RENAMO exige leis que reforcem liberdade e valorizem jornalistas

O chefe da bancada parlamentar da RENAMO, Jerónimo Malagueta Nalia, defendeu na Assembleia da República que as propostas de lei sobre Radiodifusão e Comunicação Social devem fortalecer e valorizar os profissionais do setor, e não atuar como um “colete-de-forças” que limite ou persiga os jornalistas.

Propostas Legislativas em Análise

Durante a III Sessão Ordinária da Assembleia da República, Malagueta manifestou a esperança de que os instrumentos legais, que já aguardam aprovação há algum tempo, sejam finalmente aprovados. No entanto, alertou para a necessidade de garantir que estas leis não sufoquem a liberdade de imprensa e a atividade jornalística em Moçambique.

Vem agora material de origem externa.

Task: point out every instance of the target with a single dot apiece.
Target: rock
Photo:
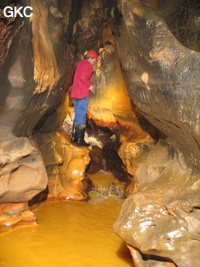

O parlamentar da RENAMO também abordou a proposta de revisão da Lei da Liberdade Religiosa e de Culto. Reconhecendo o crescimento e a diversificação das confissões religiosas no país, sublinhou que a regulamentação é necessária, mas sem comprometer o direito fundamental à liberdade religiosa dos cidadãos.

Outro ponto de preocupação levantado por Malagueta foi o teor das propostas de Lei de Segurança Cibernética e de Crimes Cibernéticos. Segundo o chefe da bancada da RENAMO, estes documentos podem, na sua formulação atual, restringir liberdades e limitar o acesso aos meios digitais. Há receio de que abram caminho para perseguições e a criminalização de práticas comuns na era digital, o que contraria os princípios de inclusão tecnológica.

Desafios nos Setores Sociais

No que diz respeito ao domínio social, Jerónimo Malagueta apelou a uma reflexão aprofundada sobre o sistema nacional de educação. Defendeu a necessidade de maior coerência, qualidade e acesso, criticando a introdução do ensino secundário noturno à distância num contexto onde muitos estudantes carecem de acesso a meios informáticos e à internet.

A situação do Sistema Nacional de Saúde também foi alvo de críticas. O deputado apontou a escassez de equipamentos de diagnóstico funcionais, a falta de medicamentos essenciais e a desmotivação dos profissionais de saúde, que enfrentam baixos salários e poucas oportunidades de progressão na carreira. Malagueta denunciou ainda alegados desvios de medicamentos do setor público para clínicas e farmácias privadas, sugerindo que tais práticas não seriam possíveis sem conivência e impunidade.

A finalizar a sua intervenção, Jerónimo Malagueta Nalia agradeceu aos funcionários e agentes da Assembleia da República pelo seu papel fundamental no apoio ao trabalho legislativo e na fiscalização do Governo.